Dalla nostra storia e dalla difesa del bene comune bisogna ripartire dunque?
«Sì, aggiungerei anche la creatività come nostro alleato. È mai possibile che in Italia si producano così poche invenzioni e si costruiscano invece così tante case? I nostri giovani sono condannati all'emigrazione o alla disoccupazione per questo motivo».

Una delle famigerate new town a l'Aquila (Agf).
Una delle famigerate new town a l'Aquila (Agf).

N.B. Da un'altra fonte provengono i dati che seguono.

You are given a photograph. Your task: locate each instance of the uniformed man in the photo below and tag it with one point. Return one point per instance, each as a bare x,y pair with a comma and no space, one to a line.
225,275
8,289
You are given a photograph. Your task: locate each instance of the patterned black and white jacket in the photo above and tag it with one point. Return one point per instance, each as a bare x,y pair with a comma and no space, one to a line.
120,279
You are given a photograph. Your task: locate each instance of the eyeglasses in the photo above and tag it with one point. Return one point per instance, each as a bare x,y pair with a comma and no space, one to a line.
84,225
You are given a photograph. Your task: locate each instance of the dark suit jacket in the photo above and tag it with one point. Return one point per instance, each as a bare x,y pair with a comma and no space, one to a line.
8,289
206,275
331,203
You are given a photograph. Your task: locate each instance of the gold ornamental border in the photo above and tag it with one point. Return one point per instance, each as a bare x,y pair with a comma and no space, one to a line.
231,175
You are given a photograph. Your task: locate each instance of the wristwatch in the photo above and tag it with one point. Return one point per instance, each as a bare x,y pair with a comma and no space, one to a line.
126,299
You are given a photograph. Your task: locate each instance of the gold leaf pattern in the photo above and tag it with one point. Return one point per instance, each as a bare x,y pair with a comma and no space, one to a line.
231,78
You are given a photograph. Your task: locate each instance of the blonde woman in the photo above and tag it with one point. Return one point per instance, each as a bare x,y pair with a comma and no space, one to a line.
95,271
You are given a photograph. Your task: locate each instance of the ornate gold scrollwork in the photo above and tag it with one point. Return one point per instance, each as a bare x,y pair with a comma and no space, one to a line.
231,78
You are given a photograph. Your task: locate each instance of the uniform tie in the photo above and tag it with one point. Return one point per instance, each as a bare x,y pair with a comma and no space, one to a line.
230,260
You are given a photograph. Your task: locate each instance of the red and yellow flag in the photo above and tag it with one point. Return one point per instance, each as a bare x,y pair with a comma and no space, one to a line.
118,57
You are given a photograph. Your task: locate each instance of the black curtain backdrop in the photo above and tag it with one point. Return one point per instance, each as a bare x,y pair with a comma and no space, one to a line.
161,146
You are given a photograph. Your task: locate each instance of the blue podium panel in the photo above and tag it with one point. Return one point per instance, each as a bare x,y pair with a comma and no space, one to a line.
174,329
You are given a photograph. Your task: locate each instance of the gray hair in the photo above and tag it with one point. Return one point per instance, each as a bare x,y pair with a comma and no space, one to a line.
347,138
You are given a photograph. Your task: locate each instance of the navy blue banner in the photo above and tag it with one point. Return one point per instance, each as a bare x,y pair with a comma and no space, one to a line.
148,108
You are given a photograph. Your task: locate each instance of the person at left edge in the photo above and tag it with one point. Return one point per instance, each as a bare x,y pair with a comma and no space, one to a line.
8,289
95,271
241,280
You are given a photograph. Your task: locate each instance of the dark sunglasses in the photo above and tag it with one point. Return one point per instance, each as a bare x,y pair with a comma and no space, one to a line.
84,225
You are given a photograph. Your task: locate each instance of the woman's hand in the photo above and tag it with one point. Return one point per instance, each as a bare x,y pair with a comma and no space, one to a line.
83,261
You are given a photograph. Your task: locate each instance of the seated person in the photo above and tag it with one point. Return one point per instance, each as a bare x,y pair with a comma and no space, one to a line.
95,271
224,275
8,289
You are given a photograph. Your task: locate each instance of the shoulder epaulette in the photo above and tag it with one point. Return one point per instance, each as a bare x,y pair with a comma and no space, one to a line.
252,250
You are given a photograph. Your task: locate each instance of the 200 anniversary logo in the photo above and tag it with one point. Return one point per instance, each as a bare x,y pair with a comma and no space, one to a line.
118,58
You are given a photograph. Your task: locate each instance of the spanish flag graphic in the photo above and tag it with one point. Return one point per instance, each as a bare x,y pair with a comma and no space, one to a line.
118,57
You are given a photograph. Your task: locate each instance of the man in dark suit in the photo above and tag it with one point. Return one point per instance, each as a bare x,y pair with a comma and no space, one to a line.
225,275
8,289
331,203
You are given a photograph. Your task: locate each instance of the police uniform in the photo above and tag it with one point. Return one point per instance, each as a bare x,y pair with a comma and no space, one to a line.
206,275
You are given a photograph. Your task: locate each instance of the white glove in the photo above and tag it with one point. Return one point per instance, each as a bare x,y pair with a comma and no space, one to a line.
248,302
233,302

In alcune realtà del nostro Paese questo discorso è particolarmente tangibile. Pensa che anche L'Aquila possa rinascere?
«Spero di sì. Se non rinasce è un fallimento dell'Italia intera. È stata una brutta pagina del nostro Paese quella del terremoto, che alcuni hanno visto come un'occasione come un'altra per guadagnare sulla pelle degli altri. La città è stata privata di un tessuto sociale, sono sorte 19 new town dove sono stati deportati gli abitanti e ora persone abituate a vivere nello stesso isolato si ritrovano anche a 35 chilometri di distanza. Sono dei ghetti, senza una chiesa, una piazza, un’edicola, uno spazio di aggregazione. Spero che si voglia presto rimediare a questa deportazione degli abitanti che è un delitto molto peggiore del terremoto».

Qual è un testo da rileggere sempre attuale oltre alla Costituzione?
«La Costituzione Apostolica “Quae publice utilia et decora” di Gregorio XIII, del 1574. Nel testo si proclama sin dalle prime righe l’assoluta priorità del bene e del decoro pubblico sulle cupiditates e sui commoda (interessi, profitti) dei privati, sottoponendo a rigoroso controllo l’attività edilizia di tutti i privati, compresi gli ecclesiastici. Scritta in un bellissimo latino curiale, rifacendosi al diritto romano, stabilisce l’assoluta priorità del bene comune. Le leggi che vengono emanate ancora oggi in Cina e India partono da lì. D’altronde, non è un Papa qualunque Gregorio XIII, ma colui che introduce il calendario che oggi è usato in tutto il mondo».